Los barrios capitalinos se esforzaban por hacer mejores carrozas y exhibir sus mejores galas para el día de su “entrada” desde su barrio hasta la plaza de Armas, parque Dueñas o plaza Libertad. En sus carrozas exhibían a las bellezas femeninas del barrio, a quienes vestían de galas y las colocaban entre flores y artísticos diseños.Para sfragar todos esos gastos, los barrios destinaban meses enteros a recolectar fondos de particulares y negocios, con el fin de contratar a carroceros, peinadores y músicos profesionales, cuyos bien pagados servicios, en competencia con los contratados por los otros barrios, extraían aplausos y exclamaciones de admiración entre las personas asistentes a cada uno de los desfiles de entrada.

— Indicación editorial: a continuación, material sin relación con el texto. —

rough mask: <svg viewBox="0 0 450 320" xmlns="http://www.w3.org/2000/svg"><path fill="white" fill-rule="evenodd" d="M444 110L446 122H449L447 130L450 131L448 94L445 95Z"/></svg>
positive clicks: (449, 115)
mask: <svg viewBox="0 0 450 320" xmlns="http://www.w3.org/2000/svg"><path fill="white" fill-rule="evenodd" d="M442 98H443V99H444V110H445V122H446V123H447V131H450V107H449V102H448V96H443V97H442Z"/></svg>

Uno de los más célebres creadores de carrozas fue el pintor Carlos Alberto Imery, quien asumió dicha labor tras su retorno de sus estudios en Europa, al encontrarse sin empleo, con necesidades económicas y sin mayores posibilidades de vivir de lo que le generaba el arte pictórico. Las carrozas de Imery y de otros carroceros de renombre desplegaban creatividad e innovación, a la vez que hacían alusión a motivos religiosos, mitológicos, políticos o a los más avanzados desarrollos de la ciencia y de la técnica, por lo que no resultaba extraño ver carrozas con imágenes de aviones y locomotoras.
El público asistente a las festividades era el que contrataba al portador ambulante del fonógrafo para que amenizara bailes de casa en casa –cuyos balcones, patios y árboles estaban adornados con faroles de “papel de China”-, repartía refrescos, pupusas, shuco-atole o cartuchos repletos de dulces típicos o confitería importada. Todo consistía en entregarse a la diversión plena, después de asistir a la procesión y a la misa en la tarde del 5 de agosto, tras lo que quizá pudiera hallarse un espacio para ver una función cinematográfica en los teatros capitalinos, como el Principal, Colón, Nacional, Coliseo, Variedades y Moderno.
Para fines del siglo XX y la centuria que transcurre, los festejos agostinos ya tienen un largo trecho histórico y hasta se han transnacionalizado, pues las comunidades de salvadoreños residentes en el extranjero realizan sus propias celebraciones. Las fiestas agostinas han sobrevivido a pestes, guerras, luchas nacionales e internacionales, a la secularización progresiva de la sociedad… pero se ven amenazadas con severidad por el bayunquismo, la falta de gusto estético, la ramplonería y el oportunismo. En estos siglos transcurridos, es evidente que la sociedad devota del Salvador del Mundo ha cambiado, en consonancia con los cambios mismos de El Salvador en su conjunto. ¿Desaparecerá algún día esa tradición heredada o se buscará mantenerla, protegerla y proyectarla hacia el futuro como herencia cultural intangible de nuestro pasado colonial?